The shortage is largely the result of the COVID-19 pandemic, which has led to the closure of many schools and colleges, where many blood drives take place, as well as staffing at blood donation centers.
“We face a blood supply crisis the American Red Cross calls its worst blood shortage in over a decade,” the joint statement notes. “The severity and duration of this shortage could significantly jeopardize the ability of health care providers to meet the many urgent needs of our patients and communities. We urge everyone who can to give blood. Donating blood is safe and easy to do.
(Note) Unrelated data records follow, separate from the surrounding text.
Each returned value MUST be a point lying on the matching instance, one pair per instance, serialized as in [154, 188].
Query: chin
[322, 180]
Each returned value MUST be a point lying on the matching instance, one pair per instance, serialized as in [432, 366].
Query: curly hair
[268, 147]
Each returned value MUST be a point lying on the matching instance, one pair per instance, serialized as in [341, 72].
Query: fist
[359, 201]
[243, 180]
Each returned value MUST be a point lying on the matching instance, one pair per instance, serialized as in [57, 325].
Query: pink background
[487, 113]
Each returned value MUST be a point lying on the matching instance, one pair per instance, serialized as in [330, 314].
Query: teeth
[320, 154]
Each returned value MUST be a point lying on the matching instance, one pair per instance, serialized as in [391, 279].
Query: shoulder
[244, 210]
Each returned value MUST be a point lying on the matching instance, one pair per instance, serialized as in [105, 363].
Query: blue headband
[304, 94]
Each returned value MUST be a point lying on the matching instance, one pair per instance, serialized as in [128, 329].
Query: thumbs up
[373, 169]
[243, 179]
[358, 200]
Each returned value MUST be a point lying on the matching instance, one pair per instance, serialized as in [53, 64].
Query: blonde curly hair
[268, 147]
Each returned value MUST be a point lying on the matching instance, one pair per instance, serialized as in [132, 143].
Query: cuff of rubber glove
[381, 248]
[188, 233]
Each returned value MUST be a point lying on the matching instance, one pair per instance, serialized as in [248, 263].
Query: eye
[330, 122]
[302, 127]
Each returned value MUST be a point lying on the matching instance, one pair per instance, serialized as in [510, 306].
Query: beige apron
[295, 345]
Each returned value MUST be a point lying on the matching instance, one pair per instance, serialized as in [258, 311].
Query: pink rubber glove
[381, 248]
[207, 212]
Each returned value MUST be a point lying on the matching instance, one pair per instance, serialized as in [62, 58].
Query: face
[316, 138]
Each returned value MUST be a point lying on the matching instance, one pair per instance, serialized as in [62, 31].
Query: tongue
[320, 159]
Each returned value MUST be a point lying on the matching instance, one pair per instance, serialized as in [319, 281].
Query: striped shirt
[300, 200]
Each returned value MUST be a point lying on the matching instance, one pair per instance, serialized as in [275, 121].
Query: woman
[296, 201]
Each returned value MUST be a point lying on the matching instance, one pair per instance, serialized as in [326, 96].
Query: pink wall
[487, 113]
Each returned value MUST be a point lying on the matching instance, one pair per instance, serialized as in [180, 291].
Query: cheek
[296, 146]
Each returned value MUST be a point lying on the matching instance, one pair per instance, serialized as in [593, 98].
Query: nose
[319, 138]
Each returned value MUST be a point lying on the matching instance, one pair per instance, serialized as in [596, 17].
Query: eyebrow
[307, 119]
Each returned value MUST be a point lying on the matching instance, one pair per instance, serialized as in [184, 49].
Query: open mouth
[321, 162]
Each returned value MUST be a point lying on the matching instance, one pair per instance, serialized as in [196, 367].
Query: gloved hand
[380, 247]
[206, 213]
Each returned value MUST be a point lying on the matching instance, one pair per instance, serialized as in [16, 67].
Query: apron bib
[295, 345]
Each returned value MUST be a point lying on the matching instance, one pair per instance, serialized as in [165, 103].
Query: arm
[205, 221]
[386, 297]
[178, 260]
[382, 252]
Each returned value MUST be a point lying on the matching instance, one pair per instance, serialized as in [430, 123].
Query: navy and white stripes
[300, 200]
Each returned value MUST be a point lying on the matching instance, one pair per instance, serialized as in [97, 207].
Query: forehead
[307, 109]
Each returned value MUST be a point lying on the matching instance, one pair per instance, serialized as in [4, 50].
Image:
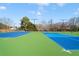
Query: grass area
[31, 44]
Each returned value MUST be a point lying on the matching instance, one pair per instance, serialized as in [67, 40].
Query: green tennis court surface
[32, 44]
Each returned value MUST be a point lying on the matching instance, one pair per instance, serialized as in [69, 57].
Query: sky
[42, 12]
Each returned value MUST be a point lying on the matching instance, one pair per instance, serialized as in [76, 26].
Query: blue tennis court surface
[68, 42]
[11, 34]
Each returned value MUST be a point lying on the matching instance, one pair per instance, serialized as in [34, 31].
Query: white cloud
[39, 13]
[77, 12]
[60, 4]
[3, 8]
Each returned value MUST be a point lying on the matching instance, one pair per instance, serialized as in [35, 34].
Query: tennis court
[11, 34]
[67, 42]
As we add our voices to others asking people to donate, we hope that many available appointment slots will fill. However, we urge potential donors not to be discouraged if they are unable to get an appointment immediately, as this does not mean their donation is not needed. There will always be a need for blood in health care, and meeting that need will require consistent donations over time to ensure that our blood supply is restored to an acceptable level moving forward.”
Earlier this month, the American Red Cross issued a joint statement with America’s Blood Centers and the Association for the Advancement of Blood & Biotherapies that noted, “If the nation’s blood supply doesn’t stabilize soon, lifesaving blood may not be available for some patients when it is needed.”